Problem of efficiency of antibiotic prophylaxis ventilator-associated pneumonia in newborns
The presence of the endotracheal intubation tube (EIT) in the respiratory tract is a factor contributing to the development of the VAP. The formation of biofilms on the surface of the ЕІТ is a significant factor in the pathogenesis of ventilator-associated infections of the lower respiratory tract. The purpose was to study the biological properties of the microflora of the endotracheal tubes of newborns, determining the sensitivity of planktonic and film forms of microorganisms to antibiotics. 18 intubation tubes were examined. Gram-negative bacteria (77%) were the leaders among contaminants. From tubes of newborns there were isolated K.pneumoniae isolated (36%), E.сloacae (23%). The surface of the intubation in 9% of cases tubes was colonized Pseudomonas and Stenotrophomonas, were insensitive to carbapenems, rifampicin, cephalosporins III and IV generations. P. aeruginosa has not shown sensitivity to cefoperazone/sulbactam, fluoroquinolones.

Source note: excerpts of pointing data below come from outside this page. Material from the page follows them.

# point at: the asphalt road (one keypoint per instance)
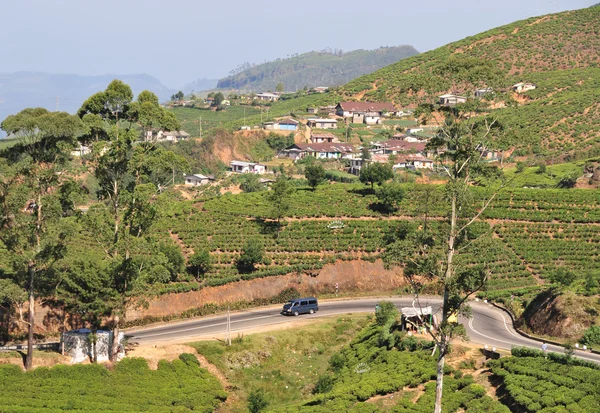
(489, 325)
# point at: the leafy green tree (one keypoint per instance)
(564, 278)
(541, 168)
(426, 255)
(591, 336)
(365, 154)
(199, 263)
(390, 196)
(375, 173)
(218, 99)
(252, 254)
(257, 401)
(162, 166)
(278, 142)
(31, 175)
(126, 212)
(251, 183)
(279, 197)
(85, 289)
(315, 175)
(178, 96)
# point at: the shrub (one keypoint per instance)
(189, 359)
(257, 401)
(591, 336)
(324, 384)
(385, 312)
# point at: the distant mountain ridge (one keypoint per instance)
(21, 90)
(199, 85)
(312, 69)
(559, 53)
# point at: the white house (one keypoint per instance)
(267, 96)
(322, 150)
(408, 138)
(396, 146)
(523, 87)
(413, 161)
(168, 136)
(197, 179)
(247, 167)
(322, 123)
(479, 93)
(347, 109)
(451, 100)
(356, 164)
(323, 137)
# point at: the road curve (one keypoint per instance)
(488, 326)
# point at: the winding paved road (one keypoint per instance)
(489, 325)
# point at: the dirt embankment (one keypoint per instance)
(350, 275)
(560, 315)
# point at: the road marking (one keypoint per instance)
(316, 315)
(200, 327)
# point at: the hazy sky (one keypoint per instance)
(178, 41)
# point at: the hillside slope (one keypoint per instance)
(560, 53)
(314, 69)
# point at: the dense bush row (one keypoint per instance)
(550, 384)
(178, 386)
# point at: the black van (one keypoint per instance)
(299, 306)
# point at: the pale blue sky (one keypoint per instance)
(178, 41)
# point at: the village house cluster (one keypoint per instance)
(404, 151)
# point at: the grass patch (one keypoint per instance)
(285, 365)
(530, 177)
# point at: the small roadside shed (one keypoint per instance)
(415, 318)
(78, 344)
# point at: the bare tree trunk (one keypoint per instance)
(94, 338)
(115, 345)
(116, 209)
(443, 342)
(439, 384)
(30, 338)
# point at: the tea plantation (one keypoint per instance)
(178, 386)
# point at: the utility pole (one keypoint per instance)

There were sensitive 100% of strains P.aeruginosa to polymyxin. Stanotrophomonas were sensitive to fluoroquinolones in 100% of cases. Sensitivity of the K.pneumoniae to carbapenems and cefoperazone/sulbactam was determined in 50–58% of strains. E.cloacae strains demonstrated sensitivity to carbapenems in 100% of cases, and sensitivity to protected cephalosporins was 83%. Cefepim, meropenem, amikacin do not completely eliminate the viable cells of Stenotrophomonas, Klebsiella and Enterobacter cells from the biofilms, even under the maintenance of such a concentration during 4 days. Only viable cells of Pseudomonas in biofilms that were present in the solution of amikacin for more than a twenty-four hours were not detected. The low level of sensitivity of microorganisms colonizing endotracheal tubes to the majority of modern antibiotics and the complexity of exposure to biofilm forms of bacteria lead to complex large-scale studies and the introduction, based on their results, of protocols for treatment and prevention of infections.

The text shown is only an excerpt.